If you feel satisfied with the idea of trying this workflow out on a dev branch once the guid fix is merged, I'd love to help you get it set up!

langfield commented 2 years ago

In the case of this deck, I am not sure ki would reduce the size of diffs, since cards are generated programmatically from a json file already. That begin said, it would standardize the collaboration technique and make the file format more accessible to end-users wishing to contribute: this is super attractive.

As for diffs, the usefulness of this would come in two forms: (1) File-level git change types give you more granular information, since each element is its own file, and (2) more granular intra-file diffs if you choose to break your field sources into multiple lines, or needed to.

For example if you wanted to break the phrase field up into multiple lines in the source, purely for readability (since without <br> tags it will render the same anyway):

https://github.com/remiberthoz/anki-periodic-table-memory-pegs/blob/995cb1ead3b08465f195ddedfbefd6b33d74e006/src/data.json#L323-L330

I freely admit with your use case you may not get a ton of extra utility out of this feature, haha.
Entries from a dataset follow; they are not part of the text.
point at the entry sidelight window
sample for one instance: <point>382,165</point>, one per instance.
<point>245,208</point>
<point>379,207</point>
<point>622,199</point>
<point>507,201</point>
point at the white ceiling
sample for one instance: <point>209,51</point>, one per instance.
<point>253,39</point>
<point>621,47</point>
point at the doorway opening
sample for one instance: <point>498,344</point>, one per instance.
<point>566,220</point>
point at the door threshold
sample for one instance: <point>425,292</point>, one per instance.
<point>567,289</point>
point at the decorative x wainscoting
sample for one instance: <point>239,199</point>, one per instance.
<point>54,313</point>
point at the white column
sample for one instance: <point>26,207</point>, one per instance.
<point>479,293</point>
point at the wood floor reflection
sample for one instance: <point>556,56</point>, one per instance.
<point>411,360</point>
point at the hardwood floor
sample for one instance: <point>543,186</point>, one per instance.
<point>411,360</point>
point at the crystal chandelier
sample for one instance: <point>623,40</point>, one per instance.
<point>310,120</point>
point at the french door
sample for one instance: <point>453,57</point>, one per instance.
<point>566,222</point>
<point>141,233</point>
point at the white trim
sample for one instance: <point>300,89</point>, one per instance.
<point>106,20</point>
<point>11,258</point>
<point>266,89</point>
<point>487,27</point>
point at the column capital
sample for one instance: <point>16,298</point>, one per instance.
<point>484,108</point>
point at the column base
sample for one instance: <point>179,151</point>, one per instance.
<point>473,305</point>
remiberthoz commented 2 years ago

In short, gits ability to detect renames (and in particular its low false-positive rate) seemed to be doing a good enough job preventing this problem in the maintainer -> subscriber direction.

This sounds reasonable, but I would avoid asking subscribers or contributors perform any maintenance work. This is super easy work for people knowing git, but will raise issues for less technically-skilled Anki users (and issues will be transferred to deck maintainers, either via assitance or via complains...).


However, I see that the issue raised in #1 could be an important counterexample. I'm not sure, so I'll have to write a test for it.

If I remember correctly, I made a mistake in #1, I'm not sure it will happen often. I am however concerned about what will happen when I migrate to ki and all GUIDs are modified. Unless...

Simply replacing the nid field with a guid field, or making this an additional field in the note grammar will be sufficient.

Yes! genanki (which I currently use), generates a Note ID from the guid and timestamp, upon deck generation.


If you feel satisfied with the idea of trying this workflow out on a dev branch once the guid fix is merged, I'd love to help you get it set up! [...] (1) File-level git change types give you more granular information, since each element is its own file, and (2) more granular intra-file diffs if you choose to break your field sources into multiple lines, or needed to.

Yes I will this out! And you're right about granularity. We keep in touch. I'll star :star: & watch :eyes: your repo to be notified of changes.